Saturday, January 19, 2008
Chapter 5: Reason Driven - My View is God's View
The first point Price makes in rebuttal is that knowing what god supposedly wants us to do is a matter of interpreting the bible, and there are many interpretations. Warren assumes that his interpretation is the correct one. "Well friend, there's your view, and then there's God's view," because God is smart enough to agree with me.
Price refers to the metaphors given as helpful in some sense, but not when they have been mangled by Warren's fundamentalist viewpoint. He points out that life should be it's own reward, and to require more for passing tests given by the almighty is really asking more than necessary.
Warren claimed that by showing yourself trustworthy in managing material things during life, you will be given more responsibility in the afterlife. Price rightly points out that Warren has already stated we can't know what the afterlife is like, so you have to start making wild assumptions about what in heaven there is for you to be responsible for.

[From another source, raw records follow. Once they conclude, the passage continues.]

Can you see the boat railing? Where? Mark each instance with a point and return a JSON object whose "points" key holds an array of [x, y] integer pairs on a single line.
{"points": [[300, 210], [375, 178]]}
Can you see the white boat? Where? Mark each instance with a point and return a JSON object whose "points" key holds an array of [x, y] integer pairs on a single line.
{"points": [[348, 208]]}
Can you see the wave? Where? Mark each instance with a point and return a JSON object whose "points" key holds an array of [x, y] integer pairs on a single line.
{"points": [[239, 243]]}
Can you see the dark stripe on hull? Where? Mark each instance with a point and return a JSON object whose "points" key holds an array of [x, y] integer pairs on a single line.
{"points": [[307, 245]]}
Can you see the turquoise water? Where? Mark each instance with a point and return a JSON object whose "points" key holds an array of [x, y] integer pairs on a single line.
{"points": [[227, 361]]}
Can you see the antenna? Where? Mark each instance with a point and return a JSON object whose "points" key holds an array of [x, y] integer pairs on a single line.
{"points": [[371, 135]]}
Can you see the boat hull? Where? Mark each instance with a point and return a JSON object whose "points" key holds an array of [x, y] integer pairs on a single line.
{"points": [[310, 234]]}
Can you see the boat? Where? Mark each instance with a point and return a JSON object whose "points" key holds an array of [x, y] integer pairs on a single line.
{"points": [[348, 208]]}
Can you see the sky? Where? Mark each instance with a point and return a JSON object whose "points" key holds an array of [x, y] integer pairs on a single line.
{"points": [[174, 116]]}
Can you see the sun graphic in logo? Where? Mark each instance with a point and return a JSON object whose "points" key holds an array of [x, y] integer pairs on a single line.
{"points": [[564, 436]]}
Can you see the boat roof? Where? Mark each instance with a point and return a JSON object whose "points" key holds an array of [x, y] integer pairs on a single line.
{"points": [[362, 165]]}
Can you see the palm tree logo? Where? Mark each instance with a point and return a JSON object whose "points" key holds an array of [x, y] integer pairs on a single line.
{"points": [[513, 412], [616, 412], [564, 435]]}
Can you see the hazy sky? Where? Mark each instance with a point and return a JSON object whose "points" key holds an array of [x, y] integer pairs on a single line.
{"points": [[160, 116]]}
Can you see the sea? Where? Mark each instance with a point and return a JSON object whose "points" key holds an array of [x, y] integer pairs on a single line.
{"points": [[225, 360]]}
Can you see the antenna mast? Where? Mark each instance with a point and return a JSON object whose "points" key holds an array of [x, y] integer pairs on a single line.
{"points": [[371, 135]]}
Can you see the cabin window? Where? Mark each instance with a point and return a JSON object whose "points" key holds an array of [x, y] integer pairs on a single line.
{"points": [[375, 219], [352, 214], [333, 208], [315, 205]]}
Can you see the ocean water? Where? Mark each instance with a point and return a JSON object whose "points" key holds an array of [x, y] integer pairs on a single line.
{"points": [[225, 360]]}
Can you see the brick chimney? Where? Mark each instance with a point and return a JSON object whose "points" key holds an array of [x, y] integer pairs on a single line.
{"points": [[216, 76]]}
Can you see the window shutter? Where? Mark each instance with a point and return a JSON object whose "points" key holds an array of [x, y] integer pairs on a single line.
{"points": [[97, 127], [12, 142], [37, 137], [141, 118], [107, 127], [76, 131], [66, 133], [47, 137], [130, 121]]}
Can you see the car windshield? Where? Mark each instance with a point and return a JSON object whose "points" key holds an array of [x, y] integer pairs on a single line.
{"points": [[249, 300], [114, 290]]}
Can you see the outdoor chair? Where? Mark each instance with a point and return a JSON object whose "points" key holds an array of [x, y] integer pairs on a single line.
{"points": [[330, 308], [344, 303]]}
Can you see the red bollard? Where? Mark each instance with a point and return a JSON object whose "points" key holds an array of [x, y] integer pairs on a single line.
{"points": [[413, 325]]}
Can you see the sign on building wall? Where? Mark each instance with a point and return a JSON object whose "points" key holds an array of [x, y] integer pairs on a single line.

One point I would like to make is that life certainly can be seen as a test, but who gives it, and who evaluates the results? Warren says both are his god. I would say the giver is chance, others, and yourself. The evaluators are really others and yourself. To thine own self be true.
Price points out that Warren's view makes tragedy an event which god created purposefully to teach someone a lesson or test them in some way. So when someone's child dies as a result of a horrible accident, Warren's interpretation is that god make it so purposefully, perhaps to teach the parents some gruesome lesson. If that is god's idea of morality, he can have it.